Rolfe et al. (2011) describe a number of supervisory frameworks that are goal-oriented.
Hawking’s book, A Brief History of Time (1996), has endured to become one of the most influential popular science books of all time.
(Author, Year, p./pp. Page number/s)
Author, (Year, p./pp. Page number/s)
According to Rolfe et al. (2011, p. 57) when “setting up clinical supervision, it is essential that the boundaries of the supervisory relationship are established”.
“Most people would find the picture of our universe as an infinite tower of tortoises rather ridiculous” (Hawking, 1996, p. 14).
Author, A. A., & Author, B. B. (year). Title of book (2nd ed.). Publisher Name. http://doi.org/xxxx OR http://xxxx
Author, A. A., & Author, B. B. (year). Title of chapter. In E. E. Editor (Ed.), Title of book (2nd ed., pp. x–xx). Publisher name.
Subsequent edition without a DOI:
Rolfe, G., Jasper, M., & Freshwater, D. (2011). Critical reflection in practice: Generating knowledge for care (2nd ed.). Palgrave Macmillan.

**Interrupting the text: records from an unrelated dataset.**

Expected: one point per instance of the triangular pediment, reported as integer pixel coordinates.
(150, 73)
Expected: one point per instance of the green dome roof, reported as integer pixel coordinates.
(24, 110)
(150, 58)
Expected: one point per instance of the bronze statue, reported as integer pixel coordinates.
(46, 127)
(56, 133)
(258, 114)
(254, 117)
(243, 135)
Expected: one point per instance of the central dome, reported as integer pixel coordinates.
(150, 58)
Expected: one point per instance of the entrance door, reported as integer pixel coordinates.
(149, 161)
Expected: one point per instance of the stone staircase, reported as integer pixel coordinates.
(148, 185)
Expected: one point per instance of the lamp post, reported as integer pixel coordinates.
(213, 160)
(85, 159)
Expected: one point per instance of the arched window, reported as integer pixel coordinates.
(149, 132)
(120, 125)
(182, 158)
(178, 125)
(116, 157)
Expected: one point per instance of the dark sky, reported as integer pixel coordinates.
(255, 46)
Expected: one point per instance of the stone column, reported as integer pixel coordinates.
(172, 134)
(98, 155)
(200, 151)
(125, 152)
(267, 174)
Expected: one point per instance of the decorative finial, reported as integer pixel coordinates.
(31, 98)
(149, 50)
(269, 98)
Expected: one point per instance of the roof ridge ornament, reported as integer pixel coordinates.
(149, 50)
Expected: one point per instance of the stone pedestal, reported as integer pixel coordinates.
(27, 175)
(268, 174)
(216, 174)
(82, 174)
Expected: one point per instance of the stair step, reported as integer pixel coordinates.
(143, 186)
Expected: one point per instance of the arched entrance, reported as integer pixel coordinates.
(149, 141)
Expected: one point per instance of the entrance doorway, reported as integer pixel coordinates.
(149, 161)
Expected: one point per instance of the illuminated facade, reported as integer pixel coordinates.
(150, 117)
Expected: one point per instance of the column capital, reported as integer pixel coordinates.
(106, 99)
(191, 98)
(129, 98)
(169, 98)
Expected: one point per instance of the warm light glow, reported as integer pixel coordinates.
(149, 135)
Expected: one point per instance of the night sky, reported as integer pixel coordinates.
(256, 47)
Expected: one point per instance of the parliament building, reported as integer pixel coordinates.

Subsequent edition with a DOI:
Smith, M. (2014). Principles of pharmaceutical marketing (3rd ed.). Routledge. https://doi.org/10.4324/9781315859774
Referencing a chapter in a subsequent edition of an edited book:
Peräkylä, A. (2005). Analyzing talk and text. In N. K. Denzin, & Y. S. Lincoln (Eds.), SAGE handbook of qualitative research (3rd ed., pp. 869–886). SAGE.